Segundo o professor, o que ‘foi demonstrado está demonstrado’. “Alguém pode dizer que a palavra de um mentiroso não vale nada. Não a palavra de um mentiroso vale tudo desde que você ache que o mentiroso, naquela circunstância falou a verdade. João morreu”, completou.

O professor Maurício Zanoide, titular de Processo Penal da Faculdade de Direito da USP, considera que a questão central de uma discussão sobre os impactos de uma eventual derrubada da delação de Cid é a ‘causa’. “A rescisão seria declarada por culpa de quem? Quem cometeu a irregularidade? A partir daí há possíveis meios de prova que devem ser tiradas da mesa”.

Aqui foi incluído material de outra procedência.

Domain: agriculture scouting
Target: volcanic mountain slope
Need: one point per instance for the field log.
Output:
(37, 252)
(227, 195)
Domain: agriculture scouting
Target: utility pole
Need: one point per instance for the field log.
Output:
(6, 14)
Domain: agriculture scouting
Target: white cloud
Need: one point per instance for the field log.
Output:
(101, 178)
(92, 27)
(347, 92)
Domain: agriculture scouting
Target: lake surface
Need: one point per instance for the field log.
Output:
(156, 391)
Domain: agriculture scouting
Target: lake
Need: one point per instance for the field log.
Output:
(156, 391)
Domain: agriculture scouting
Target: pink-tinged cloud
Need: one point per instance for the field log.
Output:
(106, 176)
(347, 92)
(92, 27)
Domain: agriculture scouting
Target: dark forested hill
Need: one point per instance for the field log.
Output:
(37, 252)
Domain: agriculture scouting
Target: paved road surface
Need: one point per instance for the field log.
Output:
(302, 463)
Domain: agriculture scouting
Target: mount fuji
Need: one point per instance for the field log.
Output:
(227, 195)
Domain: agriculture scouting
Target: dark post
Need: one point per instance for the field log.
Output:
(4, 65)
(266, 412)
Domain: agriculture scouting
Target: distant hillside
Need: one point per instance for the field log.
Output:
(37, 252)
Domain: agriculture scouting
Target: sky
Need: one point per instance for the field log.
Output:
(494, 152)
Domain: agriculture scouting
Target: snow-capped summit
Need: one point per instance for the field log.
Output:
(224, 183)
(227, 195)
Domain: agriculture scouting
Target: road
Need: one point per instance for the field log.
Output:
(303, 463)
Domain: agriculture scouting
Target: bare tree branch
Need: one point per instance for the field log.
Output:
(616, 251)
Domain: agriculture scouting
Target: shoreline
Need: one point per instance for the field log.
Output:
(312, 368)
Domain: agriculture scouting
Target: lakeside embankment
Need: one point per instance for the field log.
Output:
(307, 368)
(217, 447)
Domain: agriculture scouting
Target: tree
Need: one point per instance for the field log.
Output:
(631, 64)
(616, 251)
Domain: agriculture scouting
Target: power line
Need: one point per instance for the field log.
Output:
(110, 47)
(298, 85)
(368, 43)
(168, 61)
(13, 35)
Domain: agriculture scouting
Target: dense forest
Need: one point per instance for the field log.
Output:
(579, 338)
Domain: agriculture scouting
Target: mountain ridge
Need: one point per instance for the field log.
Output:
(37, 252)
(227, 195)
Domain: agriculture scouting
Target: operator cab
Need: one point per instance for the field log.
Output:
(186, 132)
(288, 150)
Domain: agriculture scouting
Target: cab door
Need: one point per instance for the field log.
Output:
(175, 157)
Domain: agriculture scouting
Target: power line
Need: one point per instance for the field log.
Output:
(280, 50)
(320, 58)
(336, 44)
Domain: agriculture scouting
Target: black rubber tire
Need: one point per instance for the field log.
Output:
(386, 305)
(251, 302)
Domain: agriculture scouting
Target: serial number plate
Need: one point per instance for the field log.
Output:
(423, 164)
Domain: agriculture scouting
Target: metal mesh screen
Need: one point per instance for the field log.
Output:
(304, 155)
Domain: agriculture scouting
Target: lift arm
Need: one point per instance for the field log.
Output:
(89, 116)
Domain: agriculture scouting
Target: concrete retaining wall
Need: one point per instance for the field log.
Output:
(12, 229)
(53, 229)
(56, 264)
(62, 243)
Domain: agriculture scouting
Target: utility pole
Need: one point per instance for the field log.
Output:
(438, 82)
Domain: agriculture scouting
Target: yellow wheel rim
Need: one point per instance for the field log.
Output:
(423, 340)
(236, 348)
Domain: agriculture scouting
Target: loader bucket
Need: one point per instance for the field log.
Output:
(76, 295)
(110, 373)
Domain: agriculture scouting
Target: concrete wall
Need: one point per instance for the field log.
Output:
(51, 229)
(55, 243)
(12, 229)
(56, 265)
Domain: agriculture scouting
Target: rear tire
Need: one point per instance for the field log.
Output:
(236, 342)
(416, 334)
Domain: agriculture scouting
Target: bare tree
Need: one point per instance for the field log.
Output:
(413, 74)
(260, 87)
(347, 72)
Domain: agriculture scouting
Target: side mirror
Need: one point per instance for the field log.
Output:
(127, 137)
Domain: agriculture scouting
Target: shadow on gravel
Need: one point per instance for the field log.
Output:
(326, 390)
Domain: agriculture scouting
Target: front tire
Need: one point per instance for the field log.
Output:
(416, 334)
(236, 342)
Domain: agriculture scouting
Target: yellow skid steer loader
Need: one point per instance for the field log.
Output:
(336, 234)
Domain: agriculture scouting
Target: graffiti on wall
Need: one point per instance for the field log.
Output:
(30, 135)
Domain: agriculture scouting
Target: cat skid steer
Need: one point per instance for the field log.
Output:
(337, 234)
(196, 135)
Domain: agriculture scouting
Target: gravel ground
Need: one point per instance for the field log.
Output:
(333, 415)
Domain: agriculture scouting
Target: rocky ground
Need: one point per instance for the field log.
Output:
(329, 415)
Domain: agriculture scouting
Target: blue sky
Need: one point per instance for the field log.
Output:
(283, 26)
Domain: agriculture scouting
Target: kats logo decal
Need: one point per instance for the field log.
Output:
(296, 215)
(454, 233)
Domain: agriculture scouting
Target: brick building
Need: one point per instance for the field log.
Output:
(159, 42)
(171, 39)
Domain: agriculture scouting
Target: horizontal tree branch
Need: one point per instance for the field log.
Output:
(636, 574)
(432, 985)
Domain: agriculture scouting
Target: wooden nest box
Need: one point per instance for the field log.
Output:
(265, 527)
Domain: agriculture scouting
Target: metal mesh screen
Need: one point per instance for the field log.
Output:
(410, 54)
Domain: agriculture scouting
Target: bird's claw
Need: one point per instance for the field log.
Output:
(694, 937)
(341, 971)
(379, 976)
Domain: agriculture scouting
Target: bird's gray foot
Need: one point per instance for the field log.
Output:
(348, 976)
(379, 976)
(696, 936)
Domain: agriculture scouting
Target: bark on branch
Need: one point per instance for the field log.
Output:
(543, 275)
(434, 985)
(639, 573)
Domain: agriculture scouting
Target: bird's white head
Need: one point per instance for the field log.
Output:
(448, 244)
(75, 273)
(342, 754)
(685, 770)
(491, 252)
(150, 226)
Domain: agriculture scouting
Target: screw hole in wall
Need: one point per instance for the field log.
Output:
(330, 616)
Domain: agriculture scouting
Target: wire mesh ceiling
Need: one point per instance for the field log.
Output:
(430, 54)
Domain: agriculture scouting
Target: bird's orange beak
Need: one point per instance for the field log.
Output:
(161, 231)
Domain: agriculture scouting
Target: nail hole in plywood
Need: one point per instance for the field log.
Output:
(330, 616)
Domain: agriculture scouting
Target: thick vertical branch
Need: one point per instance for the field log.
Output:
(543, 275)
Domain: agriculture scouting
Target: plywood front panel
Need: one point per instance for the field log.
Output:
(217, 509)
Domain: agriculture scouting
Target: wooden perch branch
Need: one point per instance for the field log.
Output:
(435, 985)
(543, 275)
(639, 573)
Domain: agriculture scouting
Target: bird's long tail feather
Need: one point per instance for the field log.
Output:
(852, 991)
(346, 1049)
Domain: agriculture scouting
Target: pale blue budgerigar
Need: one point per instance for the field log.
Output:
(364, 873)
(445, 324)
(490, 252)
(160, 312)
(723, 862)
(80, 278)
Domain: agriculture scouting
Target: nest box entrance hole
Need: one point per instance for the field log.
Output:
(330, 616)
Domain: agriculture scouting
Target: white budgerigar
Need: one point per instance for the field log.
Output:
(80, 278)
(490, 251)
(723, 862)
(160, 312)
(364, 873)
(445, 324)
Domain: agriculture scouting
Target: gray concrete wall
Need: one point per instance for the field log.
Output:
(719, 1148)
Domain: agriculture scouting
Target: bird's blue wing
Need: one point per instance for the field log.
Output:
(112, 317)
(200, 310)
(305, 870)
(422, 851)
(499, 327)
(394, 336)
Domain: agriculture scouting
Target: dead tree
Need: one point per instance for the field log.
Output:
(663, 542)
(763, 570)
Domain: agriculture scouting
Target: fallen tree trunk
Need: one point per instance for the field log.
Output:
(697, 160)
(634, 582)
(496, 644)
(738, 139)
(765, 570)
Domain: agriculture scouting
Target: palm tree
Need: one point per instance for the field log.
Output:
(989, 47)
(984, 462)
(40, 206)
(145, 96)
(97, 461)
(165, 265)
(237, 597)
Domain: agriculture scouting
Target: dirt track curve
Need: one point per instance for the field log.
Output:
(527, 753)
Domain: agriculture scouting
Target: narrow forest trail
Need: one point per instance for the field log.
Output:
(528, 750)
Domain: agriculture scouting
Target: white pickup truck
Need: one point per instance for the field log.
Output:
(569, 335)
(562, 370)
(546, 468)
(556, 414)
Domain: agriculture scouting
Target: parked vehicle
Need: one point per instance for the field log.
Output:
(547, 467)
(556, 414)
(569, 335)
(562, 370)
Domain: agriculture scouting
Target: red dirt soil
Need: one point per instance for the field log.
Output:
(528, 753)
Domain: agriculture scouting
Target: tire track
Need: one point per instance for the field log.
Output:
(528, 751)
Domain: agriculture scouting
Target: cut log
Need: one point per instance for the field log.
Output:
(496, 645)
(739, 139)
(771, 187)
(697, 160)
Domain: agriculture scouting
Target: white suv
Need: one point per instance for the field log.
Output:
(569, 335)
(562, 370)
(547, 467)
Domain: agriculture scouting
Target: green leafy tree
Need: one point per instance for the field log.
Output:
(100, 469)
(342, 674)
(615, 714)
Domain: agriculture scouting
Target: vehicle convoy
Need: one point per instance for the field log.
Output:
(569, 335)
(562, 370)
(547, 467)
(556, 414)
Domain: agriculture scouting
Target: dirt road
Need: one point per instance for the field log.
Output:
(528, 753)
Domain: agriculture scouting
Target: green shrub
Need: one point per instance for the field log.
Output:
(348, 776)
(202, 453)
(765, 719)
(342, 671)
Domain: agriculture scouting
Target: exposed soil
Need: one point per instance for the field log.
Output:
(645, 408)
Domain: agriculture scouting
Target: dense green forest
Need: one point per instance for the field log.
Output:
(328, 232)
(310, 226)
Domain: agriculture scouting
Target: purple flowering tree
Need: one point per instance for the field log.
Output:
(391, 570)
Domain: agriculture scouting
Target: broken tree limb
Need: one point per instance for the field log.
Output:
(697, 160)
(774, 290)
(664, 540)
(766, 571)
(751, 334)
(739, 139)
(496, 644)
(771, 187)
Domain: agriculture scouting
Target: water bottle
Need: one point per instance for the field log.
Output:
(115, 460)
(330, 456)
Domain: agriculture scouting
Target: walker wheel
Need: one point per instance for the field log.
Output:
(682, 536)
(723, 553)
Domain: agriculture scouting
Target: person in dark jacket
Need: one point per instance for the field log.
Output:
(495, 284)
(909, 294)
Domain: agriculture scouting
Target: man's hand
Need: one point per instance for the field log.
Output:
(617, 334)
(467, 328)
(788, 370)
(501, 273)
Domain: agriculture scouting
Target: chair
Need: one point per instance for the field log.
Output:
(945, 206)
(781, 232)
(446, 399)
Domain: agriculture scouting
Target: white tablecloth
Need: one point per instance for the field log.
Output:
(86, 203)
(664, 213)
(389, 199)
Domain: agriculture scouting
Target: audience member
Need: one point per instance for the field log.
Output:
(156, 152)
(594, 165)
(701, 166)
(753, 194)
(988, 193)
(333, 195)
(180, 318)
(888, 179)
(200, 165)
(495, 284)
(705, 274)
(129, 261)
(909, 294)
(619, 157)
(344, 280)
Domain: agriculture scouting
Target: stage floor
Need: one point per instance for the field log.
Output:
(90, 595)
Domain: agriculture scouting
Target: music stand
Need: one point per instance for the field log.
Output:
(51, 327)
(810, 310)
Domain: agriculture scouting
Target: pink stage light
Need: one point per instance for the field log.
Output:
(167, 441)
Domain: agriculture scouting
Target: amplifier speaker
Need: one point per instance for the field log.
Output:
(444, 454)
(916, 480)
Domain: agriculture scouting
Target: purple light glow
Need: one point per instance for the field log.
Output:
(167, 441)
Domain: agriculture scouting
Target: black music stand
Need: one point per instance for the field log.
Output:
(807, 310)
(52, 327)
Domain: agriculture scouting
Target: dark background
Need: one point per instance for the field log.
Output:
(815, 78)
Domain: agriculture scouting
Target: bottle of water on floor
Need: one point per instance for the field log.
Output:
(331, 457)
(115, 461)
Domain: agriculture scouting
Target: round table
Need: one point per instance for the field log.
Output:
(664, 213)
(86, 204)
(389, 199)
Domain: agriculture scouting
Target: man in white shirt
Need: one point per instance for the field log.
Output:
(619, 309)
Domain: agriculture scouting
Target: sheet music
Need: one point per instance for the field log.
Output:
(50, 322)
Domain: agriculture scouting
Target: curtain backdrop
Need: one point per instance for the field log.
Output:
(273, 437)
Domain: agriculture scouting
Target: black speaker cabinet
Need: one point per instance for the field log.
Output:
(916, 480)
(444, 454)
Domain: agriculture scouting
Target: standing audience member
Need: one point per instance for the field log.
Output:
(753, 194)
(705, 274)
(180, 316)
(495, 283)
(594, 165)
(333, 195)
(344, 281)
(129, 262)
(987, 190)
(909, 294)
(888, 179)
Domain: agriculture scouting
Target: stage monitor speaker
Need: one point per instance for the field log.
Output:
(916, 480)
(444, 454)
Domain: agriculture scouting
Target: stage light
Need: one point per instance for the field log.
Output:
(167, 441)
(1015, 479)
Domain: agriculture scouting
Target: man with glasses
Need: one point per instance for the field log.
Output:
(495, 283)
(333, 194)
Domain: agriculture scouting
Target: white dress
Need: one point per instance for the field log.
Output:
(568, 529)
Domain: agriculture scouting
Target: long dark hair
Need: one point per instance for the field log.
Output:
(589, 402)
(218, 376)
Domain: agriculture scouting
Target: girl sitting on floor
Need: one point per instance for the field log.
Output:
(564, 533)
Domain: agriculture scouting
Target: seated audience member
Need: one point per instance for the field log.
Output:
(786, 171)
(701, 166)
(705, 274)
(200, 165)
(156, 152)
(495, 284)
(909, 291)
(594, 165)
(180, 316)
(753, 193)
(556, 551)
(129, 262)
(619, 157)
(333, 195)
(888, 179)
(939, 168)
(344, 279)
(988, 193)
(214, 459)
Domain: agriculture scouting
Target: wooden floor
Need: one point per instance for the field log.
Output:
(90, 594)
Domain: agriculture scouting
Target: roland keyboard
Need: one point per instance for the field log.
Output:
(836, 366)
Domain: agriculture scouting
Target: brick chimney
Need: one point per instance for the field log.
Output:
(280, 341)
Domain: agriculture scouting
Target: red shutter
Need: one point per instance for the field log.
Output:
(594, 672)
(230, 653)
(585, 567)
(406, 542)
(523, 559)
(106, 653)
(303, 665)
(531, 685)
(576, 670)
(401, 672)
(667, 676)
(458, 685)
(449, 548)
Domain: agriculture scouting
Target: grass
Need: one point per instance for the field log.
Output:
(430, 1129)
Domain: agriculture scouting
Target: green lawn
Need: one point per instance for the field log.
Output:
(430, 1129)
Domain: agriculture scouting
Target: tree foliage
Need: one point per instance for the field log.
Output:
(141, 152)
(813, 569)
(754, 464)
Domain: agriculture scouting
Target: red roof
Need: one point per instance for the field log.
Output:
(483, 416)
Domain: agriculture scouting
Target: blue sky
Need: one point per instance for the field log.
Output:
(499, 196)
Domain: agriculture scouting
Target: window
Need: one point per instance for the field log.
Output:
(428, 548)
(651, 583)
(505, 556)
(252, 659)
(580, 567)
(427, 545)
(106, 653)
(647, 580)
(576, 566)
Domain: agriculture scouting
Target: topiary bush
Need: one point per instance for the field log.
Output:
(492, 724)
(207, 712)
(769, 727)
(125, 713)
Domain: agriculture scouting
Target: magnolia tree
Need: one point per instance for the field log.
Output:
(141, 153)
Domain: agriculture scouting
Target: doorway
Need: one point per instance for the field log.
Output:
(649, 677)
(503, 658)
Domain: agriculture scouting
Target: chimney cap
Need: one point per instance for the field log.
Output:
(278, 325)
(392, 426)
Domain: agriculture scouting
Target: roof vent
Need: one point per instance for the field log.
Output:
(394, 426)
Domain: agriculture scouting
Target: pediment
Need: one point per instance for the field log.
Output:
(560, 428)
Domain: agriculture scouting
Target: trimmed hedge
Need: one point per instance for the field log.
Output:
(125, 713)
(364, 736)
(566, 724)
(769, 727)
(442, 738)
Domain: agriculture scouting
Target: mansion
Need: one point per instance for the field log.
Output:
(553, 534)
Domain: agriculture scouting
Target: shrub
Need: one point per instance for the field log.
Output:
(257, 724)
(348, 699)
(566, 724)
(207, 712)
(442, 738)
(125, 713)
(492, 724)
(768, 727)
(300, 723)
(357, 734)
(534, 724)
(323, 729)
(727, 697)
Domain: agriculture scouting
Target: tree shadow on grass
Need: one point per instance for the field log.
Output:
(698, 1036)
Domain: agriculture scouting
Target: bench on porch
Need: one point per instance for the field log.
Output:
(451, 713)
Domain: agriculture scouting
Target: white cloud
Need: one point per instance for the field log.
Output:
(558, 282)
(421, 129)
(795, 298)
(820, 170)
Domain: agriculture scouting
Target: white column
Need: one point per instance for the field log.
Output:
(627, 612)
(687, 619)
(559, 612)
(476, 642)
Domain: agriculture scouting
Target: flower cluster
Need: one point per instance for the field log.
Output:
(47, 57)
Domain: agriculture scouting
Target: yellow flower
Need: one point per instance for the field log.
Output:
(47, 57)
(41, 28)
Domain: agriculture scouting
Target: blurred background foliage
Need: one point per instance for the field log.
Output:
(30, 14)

Ele explica que, na hipótese de uma rescisão, os relatos de Cid – o termo de delação e o vídeo dos depoimentos – não podem ser usados pela Polícia Federal, mas a ‘informação é sabida, ninguém deslembra’. “Quando Cid estava preso, a PF fez apreensões na casa dele. Eles já tinham elementos, e depois eles foram usados por ele para dar uma contextualização. Essa contextualização, que é o depoimento, sai da mesa, mas o que foi narrado aos policiais, eles não vão esquecer. Eles vão saber narrativa e vão dizer: ‘aquela nossa suspeita, ele confirmou, mas já tínhamos o documento”, indica.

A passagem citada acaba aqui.